According to the National Fire Protection Association and OSHA, paint booths must be completely separated from all other operations and located at least 20 feet from any combustible materials. Both also require paint booths to have a separate, approved sprinkler system, a fire rating of at least two hours and be built according to certain construction standards.
Paint booths must be made of concrete, masonry or supported and secured steel. Another non-combustible material, like aluminium, is acceptable for low-volume operations. All materials used in constructing paint booths must be non-combustible including those used in the connecting air supply. The booths must also be designed for safe, easy cleaning and so that fumes will sweep toward the exhaust. More specifics on paint booth construction are found in OSHA standards 1910.94(c) and 1910.107.
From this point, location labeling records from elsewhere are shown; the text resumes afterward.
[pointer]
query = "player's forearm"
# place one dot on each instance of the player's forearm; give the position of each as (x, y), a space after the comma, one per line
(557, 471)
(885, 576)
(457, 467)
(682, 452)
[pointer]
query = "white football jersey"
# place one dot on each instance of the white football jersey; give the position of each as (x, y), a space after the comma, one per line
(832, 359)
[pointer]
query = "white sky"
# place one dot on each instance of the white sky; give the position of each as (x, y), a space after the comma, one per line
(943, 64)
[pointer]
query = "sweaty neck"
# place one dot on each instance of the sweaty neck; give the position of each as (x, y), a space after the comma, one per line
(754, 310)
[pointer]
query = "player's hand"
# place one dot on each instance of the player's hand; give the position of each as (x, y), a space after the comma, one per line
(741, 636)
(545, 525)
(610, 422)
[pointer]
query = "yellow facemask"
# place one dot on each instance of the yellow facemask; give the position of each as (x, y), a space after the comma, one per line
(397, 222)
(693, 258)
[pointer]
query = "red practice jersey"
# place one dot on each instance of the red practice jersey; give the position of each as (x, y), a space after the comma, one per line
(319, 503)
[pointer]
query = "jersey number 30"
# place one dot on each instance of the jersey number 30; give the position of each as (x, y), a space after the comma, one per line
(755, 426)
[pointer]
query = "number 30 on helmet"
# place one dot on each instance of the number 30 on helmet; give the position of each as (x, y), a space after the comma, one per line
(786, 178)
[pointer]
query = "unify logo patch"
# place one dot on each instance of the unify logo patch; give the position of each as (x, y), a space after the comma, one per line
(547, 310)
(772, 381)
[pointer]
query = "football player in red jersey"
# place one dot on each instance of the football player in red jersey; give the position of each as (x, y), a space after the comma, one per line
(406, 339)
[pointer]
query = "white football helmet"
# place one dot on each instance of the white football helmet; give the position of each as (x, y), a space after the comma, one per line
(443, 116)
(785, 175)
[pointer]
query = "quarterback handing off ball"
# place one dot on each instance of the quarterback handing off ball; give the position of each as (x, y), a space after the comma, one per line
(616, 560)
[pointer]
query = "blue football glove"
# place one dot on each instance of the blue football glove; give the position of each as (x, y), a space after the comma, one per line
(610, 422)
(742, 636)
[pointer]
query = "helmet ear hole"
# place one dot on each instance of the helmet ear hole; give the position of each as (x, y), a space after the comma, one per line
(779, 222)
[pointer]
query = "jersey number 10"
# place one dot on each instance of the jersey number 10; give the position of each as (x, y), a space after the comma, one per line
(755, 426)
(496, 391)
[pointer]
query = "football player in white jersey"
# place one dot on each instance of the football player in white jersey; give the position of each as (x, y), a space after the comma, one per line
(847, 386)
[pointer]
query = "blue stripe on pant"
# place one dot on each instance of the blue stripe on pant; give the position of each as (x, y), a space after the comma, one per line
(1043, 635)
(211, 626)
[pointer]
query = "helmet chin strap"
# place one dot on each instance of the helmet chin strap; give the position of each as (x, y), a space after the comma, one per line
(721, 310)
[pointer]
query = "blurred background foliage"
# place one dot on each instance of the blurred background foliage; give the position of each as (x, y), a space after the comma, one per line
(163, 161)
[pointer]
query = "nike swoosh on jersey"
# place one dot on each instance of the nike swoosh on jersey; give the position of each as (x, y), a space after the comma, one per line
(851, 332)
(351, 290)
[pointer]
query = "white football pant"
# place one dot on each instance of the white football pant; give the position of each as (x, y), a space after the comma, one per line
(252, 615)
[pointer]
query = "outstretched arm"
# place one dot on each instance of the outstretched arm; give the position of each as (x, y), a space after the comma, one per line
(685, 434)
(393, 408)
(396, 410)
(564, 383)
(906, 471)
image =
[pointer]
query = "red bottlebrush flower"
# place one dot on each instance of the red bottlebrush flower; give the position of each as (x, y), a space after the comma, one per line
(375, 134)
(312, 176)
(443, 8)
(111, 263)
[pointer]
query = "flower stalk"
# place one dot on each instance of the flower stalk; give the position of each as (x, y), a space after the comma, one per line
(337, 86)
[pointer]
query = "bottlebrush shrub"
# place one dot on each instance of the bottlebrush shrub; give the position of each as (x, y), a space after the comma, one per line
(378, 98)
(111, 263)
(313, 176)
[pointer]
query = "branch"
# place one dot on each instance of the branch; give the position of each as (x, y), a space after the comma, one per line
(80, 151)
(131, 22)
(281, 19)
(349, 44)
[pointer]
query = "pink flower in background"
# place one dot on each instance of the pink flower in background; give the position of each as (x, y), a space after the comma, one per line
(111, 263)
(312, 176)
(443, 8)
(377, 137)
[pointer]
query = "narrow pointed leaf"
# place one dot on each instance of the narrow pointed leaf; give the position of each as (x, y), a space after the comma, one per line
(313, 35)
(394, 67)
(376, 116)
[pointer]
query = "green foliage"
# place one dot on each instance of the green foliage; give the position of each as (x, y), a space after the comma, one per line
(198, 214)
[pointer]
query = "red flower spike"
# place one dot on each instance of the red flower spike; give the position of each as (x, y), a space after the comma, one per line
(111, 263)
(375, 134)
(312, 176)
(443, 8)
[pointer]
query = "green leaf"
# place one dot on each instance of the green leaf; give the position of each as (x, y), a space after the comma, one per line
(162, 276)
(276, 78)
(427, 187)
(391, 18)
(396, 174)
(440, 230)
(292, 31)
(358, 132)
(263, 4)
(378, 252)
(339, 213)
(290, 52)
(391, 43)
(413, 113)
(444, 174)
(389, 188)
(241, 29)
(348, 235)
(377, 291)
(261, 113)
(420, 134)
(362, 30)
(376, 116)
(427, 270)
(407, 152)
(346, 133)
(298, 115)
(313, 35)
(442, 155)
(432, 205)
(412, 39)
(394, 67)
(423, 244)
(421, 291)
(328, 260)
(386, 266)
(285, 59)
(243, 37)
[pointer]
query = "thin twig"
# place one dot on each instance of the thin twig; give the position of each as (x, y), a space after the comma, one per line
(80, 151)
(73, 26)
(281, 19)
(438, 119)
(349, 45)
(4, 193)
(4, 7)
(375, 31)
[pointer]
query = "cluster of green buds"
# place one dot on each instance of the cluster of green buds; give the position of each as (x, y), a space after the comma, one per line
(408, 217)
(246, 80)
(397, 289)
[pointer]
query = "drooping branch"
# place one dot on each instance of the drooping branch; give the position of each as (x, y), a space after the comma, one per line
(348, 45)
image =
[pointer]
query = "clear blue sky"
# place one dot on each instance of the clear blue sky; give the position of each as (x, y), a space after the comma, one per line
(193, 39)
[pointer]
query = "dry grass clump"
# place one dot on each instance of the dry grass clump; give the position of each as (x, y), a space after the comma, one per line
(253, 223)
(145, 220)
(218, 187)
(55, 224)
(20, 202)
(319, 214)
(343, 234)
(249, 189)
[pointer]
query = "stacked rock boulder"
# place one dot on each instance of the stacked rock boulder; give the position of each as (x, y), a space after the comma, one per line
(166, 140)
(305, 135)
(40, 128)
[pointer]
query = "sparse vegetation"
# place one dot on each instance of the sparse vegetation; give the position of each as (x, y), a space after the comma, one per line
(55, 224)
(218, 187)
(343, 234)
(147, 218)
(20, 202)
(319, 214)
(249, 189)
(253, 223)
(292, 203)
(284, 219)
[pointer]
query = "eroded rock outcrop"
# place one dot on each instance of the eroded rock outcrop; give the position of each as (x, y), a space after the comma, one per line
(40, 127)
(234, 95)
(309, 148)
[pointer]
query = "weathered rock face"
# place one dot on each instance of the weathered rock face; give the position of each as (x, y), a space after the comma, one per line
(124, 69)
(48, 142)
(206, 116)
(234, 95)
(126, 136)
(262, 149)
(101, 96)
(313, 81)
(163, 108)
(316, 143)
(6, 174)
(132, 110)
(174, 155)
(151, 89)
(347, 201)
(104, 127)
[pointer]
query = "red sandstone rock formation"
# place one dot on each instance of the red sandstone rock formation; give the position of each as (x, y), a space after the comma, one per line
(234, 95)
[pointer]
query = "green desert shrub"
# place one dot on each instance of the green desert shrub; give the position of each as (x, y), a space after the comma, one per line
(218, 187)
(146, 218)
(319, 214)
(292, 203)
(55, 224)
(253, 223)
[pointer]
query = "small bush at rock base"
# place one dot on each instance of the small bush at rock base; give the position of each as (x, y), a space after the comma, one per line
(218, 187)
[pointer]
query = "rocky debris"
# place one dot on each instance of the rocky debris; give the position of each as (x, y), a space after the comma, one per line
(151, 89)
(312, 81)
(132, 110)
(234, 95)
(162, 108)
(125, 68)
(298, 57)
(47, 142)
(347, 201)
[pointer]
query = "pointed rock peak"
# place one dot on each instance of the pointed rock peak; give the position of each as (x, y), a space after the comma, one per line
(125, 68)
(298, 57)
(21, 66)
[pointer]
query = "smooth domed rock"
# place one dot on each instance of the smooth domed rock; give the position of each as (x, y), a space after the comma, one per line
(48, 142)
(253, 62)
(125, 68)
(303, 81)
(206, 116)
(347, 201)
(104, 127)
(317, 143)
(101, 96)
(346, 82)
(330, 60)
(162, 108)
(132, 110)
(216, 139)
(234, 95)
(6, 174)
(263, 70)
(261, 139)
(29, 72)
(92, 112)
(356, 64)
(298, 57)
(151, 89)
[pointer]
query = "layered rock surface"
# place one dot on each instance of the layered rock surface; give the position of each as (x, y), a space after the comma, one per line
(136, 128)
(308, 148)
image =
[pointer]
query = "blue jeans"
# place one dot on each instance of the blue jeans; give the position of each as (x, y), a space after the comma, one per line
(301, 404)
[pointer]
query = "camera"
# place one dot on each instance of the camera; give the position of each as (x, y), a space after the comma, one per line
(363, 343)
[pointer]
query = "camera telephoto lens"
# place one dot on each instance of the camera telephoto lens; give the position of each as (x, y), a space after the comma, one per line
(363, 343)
All electrical and combustible materials inside the booth and within 20 feet of the booth are covered under OSHA standards. Only fixed lighting enclosed in protective panels and portable lamps approved for hazardous Class I locations may be used in spray booths. This includes all lighting outside of the booth within 20 feet. All open flames, heat and spark producing equipment must be kept 20 feet from the booth unless separated by a partition. Inside the booth, electrical wiring and equipment must also be approved for hazardous Class I, Division 1 locations. Wiring and electrical equipment outside the booth but within 20 feet must be approved for hazardous Class I, Division 2 locations. Finally, all metal parts of the spray booth must be properly grounded.
Paint booths must be equipped with a mechanised ventilation system to remove harmful fumes and airborne residues from the booth. Air exhaust may not be recirculated and must be directed away from the booth's air intakes. The exhaust discharge clearances set by OSHA must be followed carefully to prevent fire hazard and harmful fumes. All of the parts of the ventilation system--the independent exhaust, fans, motors, belts and exhaust ducts--must be compliant with OSHA rule 1910.94(c)(5). Adequate ventilation must also be provided for painted items to dry to prevent the build-up of explosive fumes.
Velocity and Air Flow
OSHA standard 1910.94(c)(6) specifies the minimums for air velocities in spray booths according to the specific operation and size of the booth. Refer to OSHA's table G-10 on this standard, when designing the booth. In addition, harmful fumes must be diluted to 25 per cent of their lower explosive limit as presented in the tables under OSHA standard 1910.94(c)(6)(ii) and table G-11. A compliant air-supplied respirator must be provided for workers downwind from the item being sprayed. Doors must be closed during spray painting.
The paint booth must be supplied with new, clean air equal to the amount exhausted from the booth. Any doors that supply this air must be left open during spraying and the velocity may no be more than 200 feet per minute. The air may not be heated from within the booth. More specific regulations for each operation may be found in OSHA standard 1910.94(c)(7).
Baffles and Overspray Collectors
Overspray filters and distribution and baffle plates must be made of non-combustible material, properly installed and located for easy cleaning, inspection and replacement. All collecting tanks and systems must be constructed according to OSHA standard 1910.94(c).